『風、薫る』第90回より 写真提供:NHK
今日の朝ドラ見た? 日常の話題のひとつに最適な朝ドラに関する著書を2冊出版し、毎日レビューを続けて12年めの著者による「読んだらもっと朝ドラが見たくなる」「誰かと話したくなる」連載です。本日は第90回(2026年7月31日放送)「風、薫る」レビューです。(ライター 木俣 冬)
シマケンが新潟にやって来た
今日のトピックスは横沢(井上祐貴)とシマケン(佐野晶哉)との出会い。そして、夕暮れの海辺でシマケンとりん(見上愛)が急接近?キーワードは例の「いとおしい」だ。
環(英茉)が新潟にやって来た。
嬉しくてりんが走って迎えに行くと、直美(上坂樹里)のみならず、シマケンまでいた。シマケンは荷物持ちをしている。体力なさそうなのに頑張っている。直美からりんが新潟の男性(横沢)に求婚された話を聞いて、いてもたってもいられなかったのだろう。
りんはまず、例の飴屋さんに3人を連れていく。
りんの宿舎には泊まれないので、これから宿を探さないとならない。昔はいまのようにネットで予約できない。電話もないから、行き当たりばったりだったということか。泊まれるところがなかったらどうするのだろう。
お店にいた高齢女性のお客さんが環を見て「いとおしげな子だね」と眼を細める。「可愛いね」という意味だ。

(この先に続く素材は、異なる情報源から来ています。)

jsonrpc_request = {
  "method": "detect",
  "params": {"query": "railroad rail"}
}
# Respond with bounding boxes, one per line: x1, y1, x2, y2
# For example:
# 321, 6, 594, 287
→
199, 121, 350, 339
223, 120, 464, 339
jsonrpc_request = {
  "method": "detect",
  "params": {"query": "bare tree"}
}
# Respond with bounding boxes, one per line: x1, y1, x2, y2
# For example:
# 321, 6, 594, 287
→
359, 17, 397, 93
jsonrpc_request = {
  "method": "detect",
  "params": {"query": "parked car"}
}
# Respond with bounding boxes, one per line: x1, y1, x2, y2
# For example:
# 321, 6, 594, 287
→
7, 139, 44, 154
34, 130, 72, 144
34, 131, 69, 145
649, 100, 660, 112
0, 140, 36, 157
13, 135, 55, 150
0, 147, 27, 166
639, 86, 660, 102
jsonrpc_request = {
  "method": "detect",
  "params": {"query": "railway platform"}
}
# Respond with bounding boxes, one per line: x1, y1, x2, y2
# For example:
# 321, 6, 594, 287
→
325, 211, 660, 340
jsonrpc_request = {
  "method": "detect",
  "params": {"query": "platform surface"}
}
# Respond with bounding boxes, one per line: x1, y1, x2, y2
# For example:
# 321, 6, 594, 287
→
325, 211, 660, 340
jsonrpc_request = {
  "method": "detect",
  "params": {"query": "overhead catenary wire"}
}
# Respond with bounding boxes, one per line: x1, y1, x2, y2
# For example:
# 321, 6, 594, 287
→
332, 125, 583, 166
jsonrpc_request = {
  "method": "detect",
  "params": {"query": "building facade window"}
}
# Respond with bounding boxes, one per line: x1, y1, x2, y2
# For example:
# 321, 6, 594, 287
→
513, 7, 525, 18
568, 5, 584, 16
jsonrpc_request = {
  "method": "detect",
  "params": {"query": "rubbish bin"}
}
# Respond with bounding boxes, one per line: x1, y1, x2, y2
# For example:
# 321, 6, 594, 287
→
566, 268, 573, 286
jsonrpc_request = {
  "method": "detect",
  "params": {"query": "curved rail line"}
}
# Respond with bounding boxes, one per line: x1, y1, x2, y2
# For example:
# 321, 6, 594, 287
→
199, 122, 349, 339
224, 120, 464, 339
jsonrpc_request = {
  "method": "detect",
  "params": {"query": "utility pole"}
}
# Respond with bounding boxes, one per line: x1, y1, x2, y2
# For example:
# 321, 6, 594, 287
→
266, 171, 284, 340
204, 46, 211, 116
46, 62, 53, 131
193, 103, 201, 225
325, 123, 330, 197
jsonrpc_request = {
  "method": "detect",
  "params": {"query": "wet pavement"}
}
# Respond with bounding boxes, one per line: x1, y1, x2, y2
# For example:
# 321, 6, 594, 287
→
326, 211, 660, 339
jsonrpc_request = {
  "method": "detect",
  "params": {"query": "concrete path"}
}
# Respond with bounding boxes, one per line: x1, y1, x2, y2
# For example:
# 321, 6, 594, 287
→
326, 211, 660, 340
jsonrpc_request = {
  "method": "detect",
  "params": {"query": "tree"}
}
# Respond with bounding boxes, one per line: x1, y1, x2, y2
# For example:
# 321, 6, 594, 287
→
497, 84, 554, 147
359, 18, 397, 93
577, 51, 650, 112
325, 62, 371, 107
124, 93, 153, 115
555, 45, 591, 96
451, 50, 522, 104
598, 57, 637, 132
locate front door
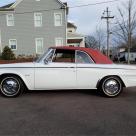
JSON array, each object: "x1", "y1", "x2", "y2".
[{"x1": 35, "y1": 49, "x2": 76, "y2": 90}]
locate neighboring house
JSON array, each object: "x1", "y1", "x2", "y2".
[
  {"x1": 67, "y1": 22, "x2": 85, "y2": 47},
  {"x1": 0, "y1": 0, "x2": 68, "y2": 55}
]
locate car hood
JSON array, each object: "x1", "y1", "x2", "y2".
[{"x1": 0, "y1": 62, "x2": 35, "y2": 68}]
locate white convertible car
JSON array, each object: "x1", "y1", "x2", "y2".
[{"x1": 0, "y1": 47, "x2": 136, "y2": 97}]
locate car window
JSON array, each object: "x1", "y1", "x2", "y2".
[
  {"x1": 76, "y1": 51, "x2": 94, "y2": 64},
  {"x1": 46, "y1": 50, "x2": 54, "y2": 62},
  {"x1": 52, "y1": 49, "x2": 75, "y2": 63}
]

新潟における「いとおしげ」の使用例を期せずして確かめることができて、りんとシマケンは満足そうだ。
脚本家はこの「いとおしい」という言葉を決定的な場面の小道具にする気満々なのを感じる。どんなふうに効果的に使うのか、期待値がぐんぐん上がる。これはもう伏線とか布石とかフラグとは呼べないだろう。この状況にどんな名前をつけたらいいか。例えば、「予告ホームラン」あるいは「犯行予告」だろうか。
シマケンと環はいったん退場し、りんと直美が久しぶりに二人きりになった。つもる話をするふたり。
りんが先日、舎監をやっている女子寮の生徒が風邪に罹患した話をし、「大丈夫だった?」と直美は心配する。